Nie Mogło Być Gorzej

14 1 0
                                    

Kiedy obudziłam się było koło godziny 7:00 leżałam w swoim łóżku pod kołdrą. Mama słysząc że wstałam weszła do pokoju aby opowiedzieć mi co się działo kiedy poszłam spać.
- Kiedy zasnęłaś było koło godziny 16.00 dziewczyny siedziały obok ciebie i zastanawiały jak Ci pomóc uporać się z tym ciężkim doświadczeniem. Siedziały tak z tobą jeszcze z pół godziny a następnie przyszły do mnie i rozmawiałyśmy o tym co się stało kiedy wybiła 18:30 pożegnały się ze mną i pojechały do domu. Następnie zrobiłam łóżko i nie budząc cię położyłam cię do łóżka.-opowiedziała mama.
Nie mogłam w to uwierzyć że w końcu przespałam całą noc (od jego śmierci nie mogłam spać wiecznie się budziłam.
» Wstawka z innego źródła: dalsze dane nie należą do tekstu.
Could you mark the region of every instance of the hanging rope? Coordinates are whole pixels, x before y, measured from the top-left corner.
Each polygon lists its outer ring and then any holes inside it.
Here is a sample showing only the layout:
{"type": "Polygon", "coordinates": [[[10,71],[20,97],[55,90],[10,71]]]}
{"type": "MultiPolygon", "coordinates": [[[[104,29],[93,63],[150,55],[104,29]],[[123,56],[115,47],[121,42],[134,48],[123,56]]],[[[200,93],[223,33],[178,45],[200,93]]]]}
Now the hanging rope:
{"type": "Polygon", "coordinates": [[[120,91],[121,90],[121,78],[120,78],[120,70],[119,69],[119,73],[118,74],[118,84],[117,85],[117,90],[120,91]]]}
Czas leciał a ból nie znikał wręcz zaczął narastać (z biegiem czasu coraz bardziej zaczęłam zdawać sobie sprawę z tego co się stało). Najgorsze było udawanie przed babcią co się stało (zapomniałam wam powiedzieć że jakiś czas przed jego śmiercią babcia dostała udaru i nie mogliśmy jej powiedzieć co się wydarzyło aby jej stan się nie pogorszył). W końcu przyszedł dzień którego najbardziej się obawiałam odwiedziny jego domu rodzinnego. Niby nic takiego ale to był pierwszy raz od jego śmierci i nie wiedziałam jak moja psychika to przyjmie. Pobyt tam skończył się płaczem w pokoju w którym zawsze z nim siedziałam i próbą uspokojenia. Z wykończenia zasnęłam przytulona to misia którego dostałam kiedyś od niego i w ten sposób przetrwałam ten wyjazd.
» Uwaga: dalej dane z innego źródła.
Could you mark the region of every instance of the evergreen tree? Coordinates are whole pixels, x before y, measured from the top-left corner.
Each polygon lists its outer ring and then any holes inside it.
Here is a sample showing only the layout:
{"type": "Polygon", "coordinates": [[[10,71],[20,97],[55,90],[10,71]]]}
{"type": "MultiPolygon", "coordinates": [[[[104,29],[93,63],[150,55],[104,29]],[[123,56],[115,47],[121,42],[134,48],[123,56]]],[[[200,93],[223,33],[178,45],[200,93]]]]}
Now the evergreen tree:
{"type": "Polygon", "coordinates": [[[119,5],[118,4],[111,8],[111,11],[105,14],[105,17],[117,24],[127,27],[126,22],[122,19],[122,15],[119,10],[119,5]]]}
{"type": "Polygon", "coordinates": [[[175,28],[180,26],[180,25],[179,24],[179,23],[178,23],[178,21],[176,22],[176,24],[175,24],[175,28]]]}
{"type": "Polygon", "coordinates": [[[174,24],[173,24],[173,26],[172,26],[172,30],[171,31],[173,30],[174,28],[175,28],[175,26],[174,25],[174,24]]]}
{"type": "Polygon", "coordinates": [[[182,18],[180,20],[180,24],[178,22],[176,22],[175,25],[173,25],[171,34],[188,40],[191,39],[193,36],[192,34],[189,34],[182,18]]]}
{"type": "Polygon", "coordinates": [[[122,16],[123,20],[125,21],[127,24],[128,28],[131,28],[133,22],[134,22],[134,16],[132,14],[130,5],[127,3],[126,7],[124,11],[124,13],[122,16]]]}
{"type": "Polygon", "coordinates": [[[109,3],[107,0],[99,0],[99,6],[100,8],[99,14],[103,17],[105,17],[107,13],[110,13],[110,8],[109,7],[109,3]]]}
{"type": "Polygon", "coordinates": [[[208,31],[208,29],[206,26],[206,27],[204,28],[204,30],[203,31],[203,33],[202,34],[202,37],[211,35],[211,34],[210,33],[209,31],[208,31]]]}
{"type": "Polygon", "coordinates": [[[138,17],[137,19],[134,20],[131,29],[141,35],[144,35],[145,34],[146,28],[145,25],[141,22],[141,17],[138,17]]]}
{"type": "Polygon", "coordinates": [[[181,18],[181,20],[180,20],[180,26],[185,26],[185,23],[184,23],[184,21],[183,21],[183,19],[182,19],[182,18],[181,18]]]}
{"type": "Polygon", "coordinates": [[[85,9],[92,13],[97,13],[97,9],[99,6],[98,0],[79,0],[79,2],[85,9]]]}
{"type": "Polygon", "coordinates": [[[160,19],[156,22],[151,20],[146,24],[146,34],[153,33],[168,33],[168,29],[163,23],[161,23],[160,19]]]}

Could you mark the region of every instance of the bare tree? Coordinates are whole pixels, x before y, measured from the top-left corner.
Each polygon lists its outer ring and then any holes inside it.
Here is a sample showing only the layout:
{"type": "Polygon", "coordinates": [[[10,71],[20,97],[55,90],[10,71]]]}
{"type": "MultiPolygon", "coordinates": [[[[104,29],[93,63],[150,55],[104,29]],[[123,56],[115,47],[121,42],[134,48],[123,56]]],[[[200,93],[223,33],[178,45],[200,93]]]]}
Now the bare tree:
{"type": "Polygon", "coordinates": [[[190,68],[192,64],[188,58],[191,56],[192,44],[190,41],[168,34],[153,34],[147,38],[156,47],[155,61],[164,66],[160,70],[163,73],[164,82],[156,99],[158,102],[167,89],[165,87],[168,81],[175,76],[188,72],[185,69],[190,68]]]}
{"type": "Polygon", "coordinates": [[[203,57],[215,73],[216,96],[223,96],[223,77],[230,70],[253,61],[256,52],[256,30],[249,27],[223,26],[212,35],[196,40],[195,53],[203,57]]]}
Niestety kolejne ciężkie doświadczenie już czekało za rogiem okazało się że moja jedyna babcia ( dziadkowie z jednej strony zmarli nim się urodziłam) zmarła. W szkole musiałam udawać że wszystko jest dobrze mimo że w głębi serca zastanawiałam się czy może być jeszcze gorzej. Kiedy już pogodziłam się ze śmiercią babci okazało się że mój dziadek również zmarł. Wtedy już byłam pewna że ciężki okres dopiero się zaczyna. Wszystko zaczęło się od nowa udawanie że wszystko jest dobrze i próba pogodzenia się. Gdy teraz na to patrzę zdaje sobie sprawę że dość szybko i łatwo pogodziłam się ze śmiercią dziadka.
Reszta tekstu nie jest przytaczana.